This post is very old and likely contains information that is no longer accurate and links which no longer work. Proceed with caution.
On a mail filter I maintain, there is a site-wide bayes database that is
periodically trained by hand. It sits quietly and doesn’t change much over time.
That is, until the Bayes database was moved to a new server. The SpamAssassin
configuration was identical between the old system and the new system, there was
just one problem: On the new server, the bayes_toks
file was rapidly growing
until it was quite large. Huge, in fact. Its size was expanding by several
gigabytes per hour.
I checked all the usual things: auto learning was off, auto expiration was off, the permissions and user were set correctly, and so on. And yet it grew, constantly and swiftly.

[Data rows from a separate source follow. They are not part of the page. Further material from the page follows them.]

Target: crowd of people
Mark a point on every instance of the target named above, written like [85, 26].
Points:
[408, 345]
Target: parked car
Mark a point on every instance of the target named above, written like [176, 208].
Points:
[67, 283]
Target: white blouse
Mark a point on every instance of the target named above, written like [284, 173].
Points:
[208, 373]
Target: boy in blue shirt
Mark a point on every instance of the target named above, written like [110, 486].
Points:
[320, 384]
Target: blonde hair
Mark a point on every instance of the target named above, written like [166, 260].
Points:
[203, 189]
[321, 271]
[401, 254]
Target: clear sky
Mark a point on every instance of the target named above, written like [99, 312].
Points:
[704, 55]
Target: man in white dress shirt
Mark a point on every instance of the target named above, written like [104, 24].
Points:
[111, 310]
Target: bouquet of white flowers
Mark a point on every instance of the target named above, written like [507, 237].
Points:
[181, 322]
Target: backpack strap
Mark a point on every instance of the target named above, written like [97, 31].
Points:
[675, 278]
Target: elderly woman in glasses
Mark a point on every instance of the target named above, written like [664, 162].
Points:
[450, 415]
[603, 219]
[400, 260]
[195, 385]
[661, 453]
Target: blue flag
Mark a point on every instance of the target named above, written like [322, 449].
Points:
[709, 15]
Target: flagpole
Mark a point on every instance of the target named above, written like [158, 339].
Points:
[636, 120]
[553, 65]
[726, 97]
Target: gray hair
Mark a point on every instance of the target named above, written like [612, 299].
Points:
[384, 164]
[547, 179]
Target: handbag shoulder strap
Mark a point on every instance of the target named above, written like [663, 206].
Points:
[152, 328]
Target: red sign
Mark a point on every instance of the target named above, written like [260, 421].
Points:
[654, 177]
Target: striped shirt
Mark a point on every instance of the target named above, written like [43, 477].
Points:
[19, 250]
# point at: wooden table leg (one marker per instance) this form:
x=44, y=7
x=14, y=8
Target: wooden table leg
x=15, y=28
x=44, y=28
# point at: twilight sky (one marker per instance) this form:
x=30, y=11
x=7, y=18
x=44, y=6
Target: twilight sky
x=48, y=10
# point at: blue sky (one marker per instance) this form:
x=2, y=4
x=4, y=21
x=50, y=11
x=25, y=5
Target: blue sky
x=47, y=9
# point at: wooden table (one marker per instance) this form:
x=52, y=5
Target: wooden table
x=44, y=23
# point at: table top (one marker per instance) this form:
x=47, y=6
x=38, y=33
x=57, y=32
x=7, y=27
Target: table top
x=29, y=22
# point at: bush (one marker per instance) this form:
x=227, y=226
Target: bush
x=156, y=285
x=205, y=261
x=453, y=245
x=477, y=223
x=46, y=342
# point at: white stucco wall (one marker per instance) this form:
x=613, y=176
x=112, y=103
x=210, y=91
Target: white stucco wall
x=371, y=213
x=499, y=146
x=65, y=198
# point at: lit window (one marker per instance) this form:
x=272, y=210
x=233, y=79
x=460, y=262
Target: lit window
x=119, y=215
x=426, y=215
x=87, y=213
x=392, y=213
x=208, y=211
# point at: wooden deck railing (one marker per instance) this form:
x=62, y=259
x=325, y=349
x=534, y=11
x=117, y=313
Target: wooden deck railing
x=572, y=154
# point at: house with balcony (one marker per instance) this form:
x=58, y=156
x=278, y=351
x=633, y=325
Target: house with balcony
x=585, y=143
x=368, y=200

After hours of searching and not finding anything, and various methods of tinkering, I found the answer. I backed up and restored the bayes database like so:
sa-learn --backup > bayes_backup.txt
sa-learn --restore bayes_backup.txt
After that, the toks
file was once again left alone and didn’t grow. I suspect
the problem was due to moving from a 32-bit platform to a 64-bit platform but
that’s just speculation really, or it could be some other difference in the perl
versions and libraries on the two servers.
In case you couldn’t tell, I was trying to use a bunch of different ways to word this problem, going off of the various Google searches I did trying to track it down. Hopefully others will hit this post in the future and it will save them some time. :-)